E questa paura costante e di sfondo mi procura tensione e poi stanchezza, sfinimento. Così, resto a casa, solo o con i miei familiari. Ci sono io faccia a faccia con la quarantena. Faccia a faccia con il mio tempo. Che non è il tempo del coinvolgimento con il mondo, perché non si può, non è il tempo del progetto, perché non sappiamo nulla con certezza. Non è il tempo operazionalizzabile di cui abbiamo tanto bisogno, quello della scaletta quotidiana: lavoro – casa – spesa – allenamento – casa. Ci sono io, faccia a faccia con il mio tempo. È un tempo di attesa, di ansiosa attesa di un calo di contagi, un tempo di attesa di numeri. È, d’altronde, un tempo che non conosce il domani, spoglio di ogni presuntuoso potere di previsione del domani. È il tempo dell’adesso. Della mia quarantena. Della quarantena di ognuno di noi. Sono qui, resto a casa e provo a pensare, provo a creare, provo a stare.

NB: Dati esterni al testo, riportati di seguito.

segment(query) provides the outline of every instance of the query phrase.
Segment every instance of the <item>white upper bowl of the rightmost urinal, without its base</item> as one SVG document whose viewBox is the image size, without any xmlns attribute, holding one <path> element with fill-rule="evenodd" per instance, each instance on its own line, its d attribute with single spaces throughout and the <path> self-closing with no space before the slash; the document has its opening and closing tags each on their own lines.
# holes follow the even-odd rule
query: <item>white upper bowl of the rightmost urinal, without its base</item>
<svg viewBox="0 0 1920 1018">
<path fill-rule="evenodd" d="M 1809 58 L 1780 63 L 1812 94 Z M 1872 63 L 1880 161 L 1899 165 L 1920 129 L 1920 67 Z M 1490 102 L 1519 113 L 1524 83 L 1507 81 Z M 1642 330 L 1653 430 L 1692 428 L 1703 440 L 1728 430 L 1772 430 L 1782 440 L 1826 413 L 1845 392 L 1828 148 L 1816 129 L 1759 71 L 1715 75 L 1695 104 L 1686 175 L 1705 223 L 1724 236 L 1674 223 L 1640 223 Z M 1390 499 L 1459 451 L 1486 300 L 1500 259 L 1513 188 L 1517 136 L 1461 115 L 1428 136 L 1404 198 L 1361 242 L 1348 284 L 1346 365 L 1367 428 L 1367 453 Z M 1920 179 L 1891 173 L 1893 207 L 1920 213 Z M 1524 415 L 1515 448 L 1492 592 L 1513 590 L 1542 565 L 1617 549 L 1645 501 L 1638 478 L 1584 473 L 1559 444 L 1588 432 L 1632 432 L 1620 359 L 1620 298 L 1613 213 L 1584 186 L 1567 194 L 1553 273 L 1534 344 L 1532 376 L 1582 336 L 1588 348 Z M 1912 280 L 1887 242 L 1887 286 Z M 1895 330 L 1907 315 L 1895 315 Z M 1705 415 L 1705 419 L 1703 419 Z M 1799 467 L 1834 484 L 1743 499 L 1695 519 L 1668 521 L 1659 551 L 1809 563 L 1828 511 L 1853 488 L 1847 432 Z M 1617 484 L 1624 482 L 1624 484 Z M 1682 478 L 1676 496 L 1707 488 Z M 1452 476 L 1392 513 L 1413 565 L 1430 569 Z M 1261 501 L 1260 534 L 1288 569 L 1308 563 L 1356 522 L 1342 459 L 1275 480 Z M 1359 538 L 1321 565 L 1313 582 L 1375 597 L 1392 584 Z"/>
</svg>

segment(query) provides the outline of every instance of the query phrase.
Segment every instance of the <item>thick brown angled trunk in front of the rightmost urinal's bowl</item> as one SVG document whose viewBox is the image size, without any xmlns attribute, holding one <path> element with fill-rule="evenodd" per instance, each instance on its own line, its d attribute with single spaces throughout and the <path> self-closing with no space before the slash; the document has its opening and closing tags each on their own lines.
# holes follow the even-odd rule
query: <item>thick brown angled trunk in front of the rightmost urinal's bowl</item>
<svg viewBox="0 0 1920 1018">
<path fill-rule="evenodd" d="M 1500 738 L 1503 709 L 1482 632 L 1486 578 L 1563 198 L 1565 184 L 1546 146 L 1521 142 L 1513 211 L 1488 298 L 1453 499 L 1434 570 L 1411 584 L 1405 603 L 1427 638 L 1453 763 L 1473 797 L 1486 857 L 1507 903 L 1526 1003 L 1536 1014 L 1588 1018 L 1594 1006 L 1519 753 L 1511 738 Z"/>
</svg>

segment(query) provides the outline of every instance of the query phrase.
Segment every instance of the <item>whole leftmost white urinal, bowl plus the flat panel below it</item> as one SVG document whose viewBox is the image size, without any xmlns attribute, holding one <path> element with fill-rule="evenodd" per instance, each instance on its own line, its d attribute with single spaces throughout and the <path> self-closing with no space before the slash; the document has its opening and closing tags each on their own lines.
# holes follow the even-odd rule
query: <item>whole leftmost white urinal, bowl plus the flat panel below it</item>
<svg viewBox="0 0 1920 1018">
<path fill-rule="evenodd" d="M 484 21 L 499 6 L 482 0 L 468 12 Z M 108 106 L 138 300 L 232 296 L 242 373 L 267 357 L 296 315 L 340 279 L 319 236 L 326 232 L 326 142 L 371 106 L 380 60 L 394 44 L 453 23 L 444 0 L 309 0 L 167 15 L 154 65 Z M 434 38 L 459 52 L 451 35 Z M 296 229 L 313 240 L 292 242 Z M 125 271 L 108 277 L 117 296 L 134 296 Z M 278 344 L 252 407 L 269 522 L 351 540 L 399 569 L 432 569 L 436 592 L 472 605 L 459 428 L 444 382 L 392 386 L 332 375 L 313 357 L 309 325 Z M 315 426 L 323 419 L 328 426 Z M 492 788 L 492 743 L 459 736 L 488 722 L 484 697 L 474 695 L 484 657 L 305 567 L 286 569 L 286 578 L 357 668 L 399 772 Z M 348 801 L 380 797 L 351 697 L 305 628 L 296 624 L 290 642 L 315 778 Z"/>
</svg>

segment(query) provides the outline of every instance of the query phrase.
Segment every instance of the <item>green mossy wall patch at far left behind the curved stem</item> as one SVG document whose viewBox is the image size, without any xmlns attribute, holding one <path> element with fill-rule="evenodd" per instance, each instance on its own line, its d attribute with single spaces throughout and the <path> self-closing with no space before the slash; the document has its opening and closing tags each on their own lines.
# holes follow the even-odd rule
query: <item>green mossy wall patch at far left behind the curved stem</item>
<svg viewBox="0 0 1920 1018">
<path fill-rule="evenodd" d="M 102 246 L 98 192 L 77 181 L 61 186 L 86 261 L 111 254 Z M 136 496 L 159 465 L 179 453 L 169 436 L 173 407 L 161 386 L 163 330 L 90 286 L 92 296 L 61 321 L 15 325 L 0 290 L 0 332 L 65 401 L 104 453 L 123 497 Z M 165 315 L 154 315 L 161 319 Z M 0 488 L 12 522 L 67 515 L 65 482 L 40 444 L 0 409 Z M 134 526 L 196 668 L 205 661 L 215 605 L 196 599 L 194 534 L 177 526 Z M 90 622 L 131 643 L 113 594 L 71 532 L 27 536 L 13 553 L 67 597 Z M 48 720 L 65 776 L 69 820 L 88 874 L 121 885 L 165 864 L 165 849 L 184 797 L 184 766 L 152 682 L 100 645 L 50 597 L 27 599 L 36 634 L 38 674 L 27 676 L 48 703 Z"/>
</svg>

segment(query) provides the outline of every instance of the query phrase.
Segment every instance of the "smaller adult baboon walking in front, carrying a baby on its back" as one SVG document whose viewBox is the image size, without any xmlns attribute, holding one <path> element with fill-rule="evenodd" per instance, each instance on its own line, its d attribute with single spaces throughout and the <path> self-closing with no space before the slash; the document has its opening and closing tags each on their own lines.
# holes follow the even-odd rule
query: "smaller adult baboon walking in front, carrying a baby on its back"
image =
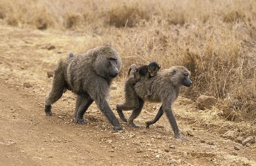
<svg viewBox="0 0 256 166">
<path fill-rule="evenodd" d="M 159 118 L 166 114 L 176 138 L 183 139 L 180 136 L 179 129 L 172 113 L 173 102 L 177 99 L 180 93 L 181 85 L 190 87 L 192 82 L 189 79 L 190 72 L 183 66 L 173 66 L 169 69 L 163 69 L 156 76 L 145 81 L 145 77 L 141 77 L 140 81 L 135 84 L 134 90 L 125 89 L 125 102 L 116 106 L 119 117 L 123 121 L 127 121 L 122 110 L 133 110 L 128 122 L 133 127 L 138 127 L 134 124 L 134 119 L 140 115 L 145 100 L 162 102 L 156 116 L 152 121 L 147 121 L 147 128 L 150 124 L 154 124 Z M 127 82 L 129 79 L 127 79 Z M 146 87 L 151 87 L 151 98 L 147 98 Z M 120 107 L 121 106 L 121 107 Z M 125 108 L 125 109 L 124 109 Z"/>
</svg>

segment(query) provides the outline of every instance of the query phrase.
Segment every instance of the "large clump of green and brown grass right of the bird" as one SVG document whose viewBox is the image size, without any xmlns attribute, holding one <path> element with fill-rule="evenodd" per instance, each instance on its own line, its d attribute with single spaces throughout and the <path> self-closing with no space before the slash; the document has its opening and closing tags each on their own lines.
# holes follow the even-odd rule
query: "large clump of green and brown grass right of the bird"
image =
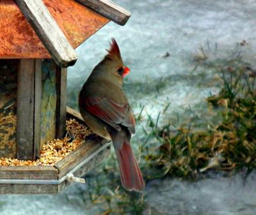
<svg viewBox="0 0 256 215">
<path fill-rule="evenodd" d="M 193 131 L 189 124 L 171 130 L 168 124 L 154 131 L 159 145 L 145 160 L 157 174 L 148 179 L 256 168 L 256 83 L 245 72 L 243 67 L 221 71 L 220 93 L 207 98 L 221 117 L 218 124 L 204 131 Z"/>
</svg>

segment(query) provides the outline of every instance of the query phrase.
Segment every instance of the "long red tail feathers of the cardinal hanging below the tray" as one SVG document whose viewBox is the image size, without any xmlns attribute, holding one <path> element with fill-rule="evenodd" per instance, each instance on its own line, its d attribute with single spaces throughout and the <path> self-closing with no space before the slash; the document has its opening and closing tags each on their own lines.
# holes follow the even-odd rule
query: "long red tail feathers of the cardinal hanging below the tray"
<svg viewBox="0 0 256 215">
<path fill-rule="evenodd" d="M 124 188 L 129 191 L 143 191 L 145 184 L 131 145 L 124 143 L 121 149 L 116 147 L 115 151 Z"/>
</svg>

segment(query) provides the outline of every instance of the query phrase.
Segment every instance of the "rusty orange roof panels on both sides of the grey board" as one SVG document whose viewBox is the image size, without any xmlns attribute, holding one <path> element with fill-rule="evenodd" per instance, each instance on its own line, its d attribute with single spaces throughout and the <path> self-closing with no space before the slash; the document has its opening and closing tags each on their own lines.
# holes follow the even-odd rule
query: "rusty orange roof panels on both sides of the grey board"
<svg viewBox="0 0 256 215">
<path fill-rule="evenodd" d="M 44 0 L 74 48 L 109 22 L 74 0 Z M 14 0 L 0 0 L 0 59 L 51 58 Z"/>
</svg>

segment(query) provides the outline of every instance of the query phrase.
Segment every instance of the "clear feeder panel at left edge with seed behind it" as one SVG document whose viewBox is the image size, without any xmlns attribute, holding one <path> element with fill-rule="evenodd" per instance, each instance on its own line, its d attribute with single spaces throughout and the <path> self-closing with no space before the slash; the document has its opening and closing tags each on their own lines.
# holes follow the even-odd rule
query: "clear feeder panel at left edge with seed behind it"
<svg viewBox="0 0 256 215">
<path fill-rule="evenodd" d="M 0 158 L 16 156 L 17 60 L 0 59 Z"/>
</svg>

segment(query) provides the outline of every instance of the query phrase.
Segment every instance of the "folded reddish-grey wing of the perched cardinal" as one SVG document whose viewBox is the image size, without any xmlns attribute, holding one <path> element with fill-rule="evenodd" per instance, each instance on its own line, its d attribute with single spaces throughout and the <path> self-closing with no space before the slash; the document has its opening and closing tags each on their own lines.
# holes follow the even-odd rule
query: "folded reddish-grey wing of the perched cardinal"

Provo a pensare che si tratta di un momento, di un certo periodo di tempo, non so con certezza quanto durerà, ma scorrerà. E passerà. E torneremo a con-essere, a versarci nel mondo, a legarci all’Altro con il nostro corpo. E sapremo di più quanto è prezioso. Ora è il tempo di stare. Di provare a sentirci-con l’Altro nella comunanza di questo strano periodo, nella condivisione di un tempo che chiede a tutti la stessa cosa: stare. “Poi vidi un nuovo cielo e una nuova terra […]” Rivelazione a Giovanni (Apocalisse) 21:1.